Im vorliegenden Fall hatte eine Mieterin eines Mehrfamilienhauses die Miete auf Grund einer unzumutbaren Lärmbelästigung gemindert. Diese kam aus der darüberliegenden Wohnung und wurde durch Trampeln, Springen und Schreien von zwei Kleinkindern und durch lautstarke Auseinandersetzungen mit deren Eltern verursacht. Dies wurde durch die Klägerin in einem detaillierten Lärmprotokoll festgehalten.

Das entsprechende Amts- und Landgericht hatten die Klage zunächst abgewiesen.

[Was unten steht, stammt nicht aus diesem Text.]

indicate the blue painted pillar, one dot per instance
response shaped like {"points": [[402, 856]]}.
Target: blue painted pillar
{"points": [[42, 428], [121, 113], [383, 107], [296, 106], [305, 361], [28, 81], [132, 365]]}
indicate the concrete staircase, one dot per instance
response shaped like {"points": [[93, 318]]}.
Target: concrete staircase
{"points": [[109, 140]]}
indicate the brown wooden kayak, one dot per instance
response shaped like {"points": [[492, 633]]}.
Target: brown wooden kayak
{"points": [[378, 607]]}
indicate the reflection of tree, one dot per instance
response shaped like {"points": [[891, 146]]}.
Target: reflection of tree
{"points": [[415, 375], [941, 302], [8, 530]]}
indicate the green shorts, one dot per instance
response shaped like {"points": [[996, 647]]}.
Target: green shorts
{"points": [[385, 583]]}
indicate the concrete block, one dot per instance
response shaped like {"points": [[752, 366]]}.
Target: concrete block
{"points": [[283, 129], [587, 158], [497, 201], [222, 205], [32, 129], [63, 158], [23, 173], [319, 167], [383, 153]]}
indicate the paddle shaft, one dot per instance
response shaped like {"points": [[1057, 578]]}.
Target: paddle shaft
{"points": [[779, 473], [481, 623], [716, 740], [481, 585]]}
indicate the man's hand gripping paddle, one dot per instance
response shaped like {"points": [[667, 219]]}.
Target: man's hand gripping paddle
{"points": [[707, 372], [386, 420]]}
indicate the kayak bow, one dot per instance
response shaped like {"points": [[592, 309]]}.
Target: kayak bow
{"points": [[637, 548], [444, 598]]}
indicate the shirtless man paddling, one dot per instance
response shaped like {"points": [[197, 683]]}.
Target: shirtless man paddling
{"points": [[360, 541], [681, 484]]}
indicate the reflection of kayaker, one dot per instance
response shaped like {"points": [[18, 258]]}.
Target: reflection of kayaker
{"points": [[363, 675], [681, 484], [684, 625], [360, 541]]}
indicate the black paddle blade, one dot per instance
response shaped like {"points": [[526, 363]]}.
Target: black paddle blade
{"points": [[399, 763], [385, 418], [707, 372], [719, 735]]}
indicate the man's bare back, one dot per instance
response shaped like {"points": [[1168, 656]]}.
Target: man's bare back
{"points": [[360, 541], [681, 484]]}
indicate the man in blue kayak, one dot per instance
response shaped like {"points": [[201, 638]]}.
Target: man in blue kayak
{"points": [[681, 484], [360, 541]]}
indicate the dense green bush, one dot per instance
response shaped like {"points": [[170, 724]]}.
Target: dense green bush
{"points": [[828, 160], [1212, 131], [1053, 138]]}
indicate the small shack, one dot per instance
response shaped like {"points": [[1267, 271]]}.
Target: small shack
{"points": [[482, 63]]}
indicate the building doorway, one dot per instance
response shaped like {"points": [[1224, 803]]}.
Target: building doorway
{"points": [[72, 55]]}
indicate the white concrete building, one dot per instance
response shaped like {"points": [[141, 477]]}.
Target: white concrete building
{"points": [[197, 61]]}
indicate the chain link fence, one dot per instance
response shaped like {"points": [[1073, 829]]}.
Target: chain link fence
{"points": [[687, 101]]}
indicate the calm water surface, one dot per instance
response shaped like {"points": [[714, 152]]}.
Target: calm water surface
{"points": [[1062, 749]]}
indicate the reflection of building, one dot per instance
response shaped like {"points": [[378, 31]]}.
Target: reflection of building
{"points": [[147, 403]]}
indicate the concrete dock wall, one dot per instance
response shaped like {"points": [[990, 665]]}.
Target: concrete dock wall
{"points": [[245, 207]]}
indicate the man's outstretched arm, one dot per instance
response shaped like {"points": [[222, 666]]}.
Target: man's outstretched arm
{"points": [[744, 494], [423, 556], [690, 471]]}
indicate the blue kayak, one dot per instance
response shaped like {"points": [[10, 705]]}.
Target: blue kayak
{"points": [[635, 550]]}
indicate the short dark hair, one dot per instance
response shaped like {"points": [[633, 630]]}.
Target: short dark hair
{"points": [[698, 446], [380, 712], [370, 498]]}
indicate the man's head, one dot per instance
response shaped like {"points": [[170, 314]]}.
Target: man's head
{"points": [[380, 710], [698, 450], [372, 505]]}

Der Bundesgerichtshof hob das Urteil des Langerichts nun auf (BGH, Beschluss v. 22.8.2017, VIII ZR 226/16). In einem Mehrfamilienhaus seien gelegentlich auftretende Beeinträchtigungen durch Lärm grundsätzlich hinzunehmen. Es sollte aber bei jeder Art von Lärm auf die Belange und das Ruhebedürfnis der Nachbarn Rücksicht genommen werden. Gerade bei Kinderlärm sind die Erziehungsberechtigten auch verpflichtet, Kinder zu einem rücksichtsvollen Verhalten bezüglich ihrer Bewegungen und akustischen Äußerungen anzuhalten, so dass das zumutbare Maß an Lärmimmission nicht überschritten wird. Dieses muss im Einzelfall bestimmt werden, wobei hier Art, Qualität, Dauer und Zeit der Geräusche sowie das Alter und den Gesundheitszustand des Kindes zu berücksichtigen sind. Das im vorliegenden Fall erstellte „Lärmprotokoll“ war für diese Bewertung allerdings nicht ausschlaggebend.